The commission designated 11 countries as being "of particular concern" because of extreme religious persecution: Burma, North Korea, Eritrea, Iran, Pakistan, China, Saudi Arabia, Sudan, Turkmenistan, Uzbekistan and Vietnam.
Another seven states were placed on a watch list because of serious violations: Afghanistan, Bangladesh, Belarus, Cuba, Egypt, Indonesia and Nigeria.
Created by Congress in 1998 to ensure that religious freedom became a central goal of U.S. foreign policy, the commission raised the alarm about the situation in Iran and Afghanistan.
"The situations in Afghanistan and Iraq serve to underscore the precarious state of this fundamental freedom," commission chairman Michael Cromartie wrote to Secretary of State Condoleezza Rice in a letter accompanying the report.
In Afghanistan, the report said, conditions for freedom of religion of non-Muslims had become particularly problematic in the past year, compounded by flaws in the new Afghan constitution, which does not contain clear protections for religious minorities.
"Religious extremism, even in official circles, is an increasing threat to democratic consolidation in Afghanistan," the report said.

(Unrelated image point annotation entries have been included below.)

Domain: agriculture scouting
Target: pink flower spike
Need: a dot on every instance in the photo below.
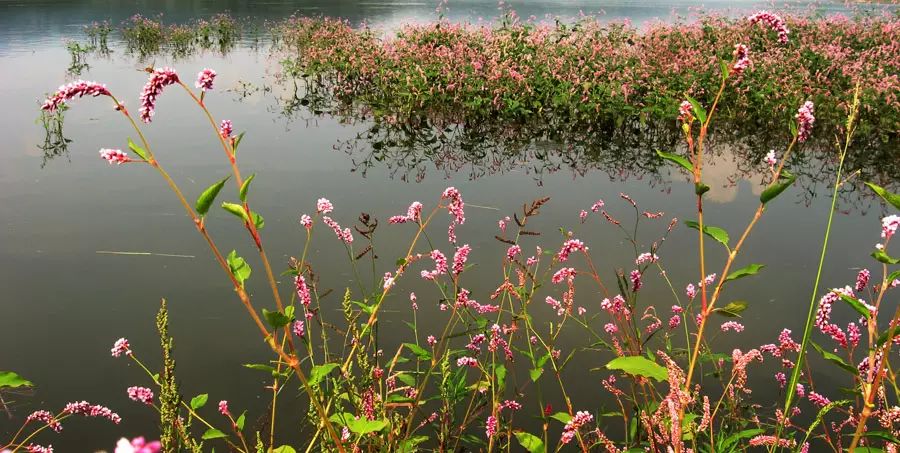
(114, 156)
(75, 89)
(205, 79)
(159, 79)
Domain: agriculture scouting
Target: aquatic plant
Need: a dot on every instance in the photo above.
(497, 357)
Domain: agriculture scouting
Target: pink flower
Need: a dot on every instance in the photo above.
(47, 418)
(774, 22)
(512, 252)
(741, 59)
(226, 129)
(413, 214)
(467, 361)
(306, 221)
(685, 111)
(141, 395)
(137, 445)
(490, 426)
(302, 289)
(568, 247)
(299, 328)
(78, 88)
(114, 156)
(580, 419)
(92, 410)
(805, 120)
(205, 79)
(121, 347)
(323, 206)
(889, 226)
(159, 79)
(770, 158)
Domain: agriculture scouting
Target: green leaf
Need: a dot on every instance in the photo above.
(213, 433)
(319, 372)
(752, 269)
(277, 319)
(258, 221)
(891, 198)
(237, 210)
(883, 257)
(239, 267)
(733, 309)
(683, 161)
(13, 380)
(833, 358)
(138, 150)
(639, 366)
(420, 352)
(777, 187)
(716, 233)
(856, 305)
(699, 111)
(363, 426)
(530, 442)
(199, 401)
(245, 187)
(204, 201)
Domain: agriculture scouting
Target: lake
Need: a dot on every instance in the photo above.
(69, 291)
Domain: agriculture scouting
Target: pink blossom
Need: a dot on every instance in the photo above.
(121, 347)
(568, 247)
(324, 206)
(205, 79)
(774, 22)
(137, 445)
(45, 417)
(141, 395)
(805, 120)
(159, 79)
(78, 88)
(114, 156)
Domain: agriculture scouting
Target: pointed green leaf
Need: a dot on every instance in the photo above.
(199, 401)
(716, 233)
(699, 111)
(13, 380)
(883, 257)
(530, 442)
(639, 366)
(683, 161)
(752, 269)
(835, 359)
(245, 187)
(733, 309)
(239, 267)
(777, 187)
(891, 198)
(855, 304)
(237, 210)
(320, 371)
(204, 201)
(141, 152)
(420, 352)
(213, 433)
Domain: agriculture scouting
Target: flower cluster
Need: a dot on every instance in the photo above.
(159, 79)
(72, 90)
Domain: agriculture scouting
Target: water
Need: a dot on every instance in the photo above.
(65, 300)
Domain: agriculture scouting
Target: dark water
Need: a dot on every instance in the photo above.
(64, 302)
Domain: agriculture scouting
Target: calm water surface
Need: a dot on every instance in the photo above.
(64, 302)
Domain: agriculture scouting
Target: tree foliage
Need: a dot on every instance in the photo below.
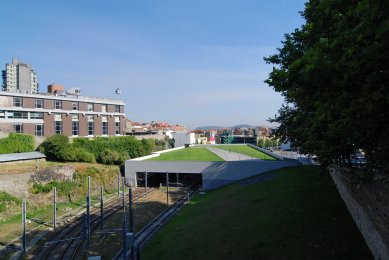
(333, 74)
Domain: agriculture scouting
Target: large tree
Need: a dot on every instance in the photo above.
(333, 74)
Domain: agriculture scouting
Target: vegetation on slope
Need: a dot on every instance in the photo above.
(298, 214)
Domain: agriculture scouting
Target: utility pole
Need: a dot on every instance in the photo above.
(55, 208)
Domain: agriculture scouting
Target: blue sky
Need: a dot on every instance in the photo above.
(195, 62)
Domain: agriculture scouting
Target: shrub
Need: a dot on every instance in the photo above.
(17, 143)
(6, 199)
(113, 157)
(63, 187)
(56, 147)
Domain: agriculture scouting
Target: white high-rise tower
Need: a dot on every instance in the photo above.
(19, 77)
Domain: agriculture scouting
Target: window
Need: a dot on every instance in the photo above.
(18, 102)
(38, 103)
(74, 105)
(18, 128)
(117, 128)
(57, 117)
(39, 130)
(36, 115)
(58, 127)
(75, 128)
(58, 104)
(90, 107)
(104, 128)
(18, 115)
(90, 128)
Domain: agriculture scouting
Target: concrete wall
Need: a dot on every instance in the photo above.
(368, 204)
(15, 184)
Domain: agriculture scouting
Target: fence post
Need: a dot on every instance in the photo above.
(167, 188)
(88, 213)
(131, 213)
(118, 183)
(101, 206)
(24, 227)
(124, 254)
(145, 183)
(55, 208)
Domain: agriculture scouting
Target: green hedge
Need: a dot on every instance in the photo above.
(107, 150)
(17, 143)
(58, 148)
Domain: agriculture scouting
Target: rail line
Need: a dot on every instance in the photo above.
(71, 238)
(144, 235)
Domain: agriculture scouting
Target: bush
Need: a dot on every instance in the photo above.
(17, 143)
(5, 199)
(126, 146)
(113, 157)
(56, 147)
(63, 187)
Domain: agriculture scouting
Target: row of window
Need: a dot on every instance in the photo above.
(18, 102)
(39, 115)
(39, 128)
(21, 115)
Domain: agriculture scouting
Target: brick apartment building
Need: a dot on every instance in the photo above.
(60, 112)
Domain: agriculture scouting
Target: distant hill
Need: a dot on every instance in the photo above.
(221, 127)
(208, 127)
(243, 126)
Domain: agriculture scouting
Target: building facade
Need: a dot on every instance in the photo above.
(50, 113)
(19, 77)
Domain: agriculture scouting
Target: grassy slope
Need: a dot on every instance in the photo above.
(244, 149)
(297, 215)
(188, 154)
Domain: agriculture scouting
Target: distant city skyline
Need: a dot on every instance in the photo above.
(195, 63)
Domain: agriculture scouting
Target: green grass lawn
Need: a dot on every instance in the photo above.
(296, 215)
(244, 149)
(188, 154)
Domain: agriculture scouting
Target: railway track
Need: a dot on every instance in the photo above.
(70, 239)
(144, 235)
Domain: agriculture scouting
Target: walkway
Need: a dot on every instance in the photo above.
(230, 156)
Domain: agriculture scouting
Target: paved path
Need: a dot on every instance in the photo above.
(230, 156)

In Iraq, the commission was deeply concerned by sectarian violence between Sunni and Shi'ite Muslims and targeted attacks on secular Muslims, religious minorities and women.
"There has been an ongoing stream of violence and extremism in Iraq driven by religious intolerance," the report said.

On Saudi Arabia, the commission concluded that "freedom of religion does not exist" as the government banned all forms of religious expression except its own interpretation of Sunni Islam and continued to finance "extreme religious intolerance and hatred" around the world.
The commission criticized the Bush administration for failing to punish Saudi Arabia for violations listed in last year's report and urged it to take action this year.
China, a major U.S. trade partner, conducted "severe and pervasive violations of religious freedom and related religious rights," according to the report.
Iran's record deteriorated in the past year, the report said, citing Iran's treatment of members of the Bahai faith and Jews.
The performance of Pakistan, an ally in the "war on terror," improved its efforts to protect minorities but still fell short, the report said.
In Egypt, "discrimination, intolerance and other human rights violations affect a broad spectrum of religious groups," including Coptic Christians, Bahais, Jews and members of minority Muslim communities.